Я говорил, что четвертая лишней будет, – шептал мелкий.
– Нисколько, по мне так мало. Наливай быстрей, как тронемся, расплещешь.
Не успел он произнести, как автобус рванулся, драгоценная жидкость бурным потоком хлынула на пол.
– Это твоя доля, разлилась, – почти сценическим шёпотом пробасил мордатый.
– Хорошо. Лучше думай, что Оголтелому говорить.
– Что? Что? Скажем…? Ну,… Пригородный консультировали.
– Консультанты говоришь? Это два бессонных дня у постели больного в трудах пребывали?
– Ну, к примеру, сложный, неординарный случай. Травма. Кровотечение. Сепсис.
– Да…, системный воспалительный ответ, респираторный дисстрес-синдром, полиорганная недостаточность, – с иронией добавил мелкий собеседник.
– Правильно. Ваши анестезиологические термины мне очень даже нравятся. Ими любой прогул оправдаешь.
Да…! Мир тесен, – отметил про себя Алексей, – коллеги!
Автобус пошел на подъем, двигатель набрал обороты, и разговор собеседников потонул в шуме мотора. Лишь слышалось, – первичным натяжением, урод, посадят на десять лет, клирик, мосталыгой бы этой, да тебе по башке, Козырной обещал, Оголтелый не возьмет. Низяев подтвердит.
Пока старенький ПАЗик шел в гору, доктор Шпекин наблюдал унылый пейзаж за окнами. Обращало внимание обилие собак, гаражей и идиотов. Причем последние доминировали в общем количестве наблюдений. Собаки за окном – как две капли похожи на Грыжу, одинаково безобразные, мелкие и трусливые.
– Наверное, специально разводят на племя, – подумал Алексей и, ощущая пробел в кинологии, спросил: – А, что? Собачки то, какой породы? Сидящий сбоку небритый мужик в спецовке с нескрываемым удивлением пояснил: – Мстиславская сторожевая овчарка.
Только теперь Леша понял, что с его приездом в Мстиславск, мир обогатился очередным придурком.
Между тем, автобус пошел на спуск и разговор впереди сидевших собеседников, стал вновь различим.
– А вообще-то идея была твоя, – сильно окая, напирал мелкий, – я…, я…, я… – великий хирург, а на самом деле ты, – длинноволосый задумался, – я бы сказал кто, да Господь не простит.
– Не хочешь…? Однако ты хорош! Наркоз дело сложное. Большая ответственность. А когда всё закончилось, загундосил, – я в тюрьму не пойду. А когда потроха жрал, что говорил…? Ничего, замолишь грехи.
– Ваши слова я отметаю с огромным негодованием, поскольку первоначальный замысел был иным. Криминальный характер омерзительного поступка господин Живорезов вполне очевиден. В данной ситуации, моё поведение соответствующими органами будет расценено, как халатное недомыслие.
– На Колыме про недомыслие расскажешь. Наливай, знай.
После этих слов послышалось специфическое бульканье и легкий стук горлышка о край стакана. Леша дернул за кольцо банки с пивом, раздалось шипенье и слабый хлопок. Мордатый повернул голову.

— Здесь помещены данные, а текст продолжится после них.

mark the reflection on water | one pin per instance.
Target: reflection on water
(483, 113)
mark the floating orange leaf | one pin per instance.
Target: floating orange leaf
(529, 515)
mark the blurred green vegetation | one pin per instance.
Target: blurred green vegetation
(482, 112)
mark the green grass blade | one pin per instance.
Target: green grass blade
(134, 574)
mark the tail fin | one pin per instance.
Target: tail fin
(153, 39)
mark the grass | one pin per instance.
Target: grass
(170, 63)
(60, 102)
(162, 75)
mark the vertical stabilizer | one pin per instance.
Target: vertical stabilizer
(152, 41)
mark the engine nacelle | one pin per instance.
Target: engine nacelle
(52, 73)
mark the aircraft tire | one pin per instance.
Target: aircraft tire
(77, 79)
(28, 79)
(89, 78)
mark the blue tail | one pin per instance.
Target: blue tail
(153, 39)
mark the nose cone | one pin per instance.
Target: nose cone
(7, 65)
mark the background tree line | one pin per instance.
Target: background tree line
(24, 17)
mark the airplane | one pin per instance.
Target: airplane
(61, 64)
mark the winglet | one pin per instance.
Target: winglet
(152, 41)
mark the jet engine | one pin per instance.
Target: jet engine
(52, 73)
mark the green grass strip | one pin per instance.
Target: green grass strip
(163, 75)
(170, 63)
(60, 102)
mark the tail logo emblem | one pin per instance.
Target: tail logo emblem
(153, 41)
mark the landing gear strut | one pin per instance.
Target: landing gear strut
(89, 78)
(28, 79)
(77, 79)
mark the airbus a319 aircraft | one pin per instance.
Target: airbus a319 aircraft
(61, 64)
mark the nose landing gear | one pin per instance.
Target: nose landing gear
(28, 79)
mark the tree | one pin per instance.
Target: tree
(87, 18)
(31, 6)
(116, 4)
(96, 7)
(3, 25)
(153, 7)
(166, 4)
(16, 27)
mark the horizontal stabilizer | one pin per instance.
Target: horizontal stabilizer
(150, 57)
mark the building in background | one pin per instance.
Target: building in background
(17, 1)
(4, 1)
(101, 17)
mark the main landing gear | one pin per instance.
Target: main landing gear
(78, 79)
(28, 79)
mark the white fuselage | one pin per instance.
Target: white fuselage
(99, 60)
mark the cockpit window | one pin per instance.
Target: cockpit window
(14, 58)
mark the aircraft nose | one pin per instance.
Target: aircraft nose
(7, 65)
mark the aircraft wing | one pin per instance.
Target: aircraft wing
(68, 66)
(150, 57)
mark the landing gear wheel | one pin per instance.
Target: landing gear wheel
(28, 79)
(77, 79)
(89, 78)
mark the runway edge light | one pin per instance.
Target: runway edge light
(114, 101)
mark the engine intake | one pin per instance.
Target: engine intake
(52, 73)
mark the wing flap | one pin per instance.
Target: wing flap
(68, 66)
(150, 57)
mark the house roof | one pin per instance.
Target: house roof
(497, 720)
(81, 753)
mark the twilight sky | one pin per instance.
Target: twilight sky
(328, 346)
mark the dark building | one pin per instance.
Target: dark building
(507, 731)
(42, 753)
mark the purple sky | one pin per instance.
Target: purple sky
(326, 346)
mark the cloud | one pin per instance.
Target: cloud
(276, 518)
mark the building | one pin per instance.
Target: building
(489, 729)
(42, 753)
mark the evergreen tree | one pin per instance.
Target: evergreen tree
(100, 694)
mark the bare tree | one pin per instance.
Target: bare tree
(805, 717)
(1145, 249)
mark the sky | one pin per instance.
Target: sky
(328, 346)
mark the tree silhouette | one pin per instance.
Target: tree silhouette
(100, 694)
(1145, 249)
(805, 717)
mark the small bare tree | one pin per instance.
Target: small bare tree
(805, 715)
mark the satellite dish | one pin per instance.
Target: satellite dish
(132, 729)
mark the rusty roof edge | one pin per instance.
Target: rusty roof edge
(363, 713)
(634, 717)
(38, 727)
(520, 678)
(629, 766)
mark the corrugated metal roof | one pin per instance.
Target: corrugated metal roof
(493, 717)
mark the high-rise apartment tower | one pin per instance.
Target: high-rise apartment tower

– Дай пивом запить, – потом на секунду задумался и добавил, – но водки не налью. Самим мало.
Пришлось расстаться и со второй банкой. Следует уважать законы похмельной солидарности.
Между тем внимание Алексея привлекло лишённое логики поведение местных старух-путешественниц. Они входи на редких остановках и при виде бесцеремонно распивающих мужиков, гнев свой не проявляли. Напротив, лица елейно разъезжались в идиотской улыбке, а поза, в которой замирали, становилась угодливо-услужливой.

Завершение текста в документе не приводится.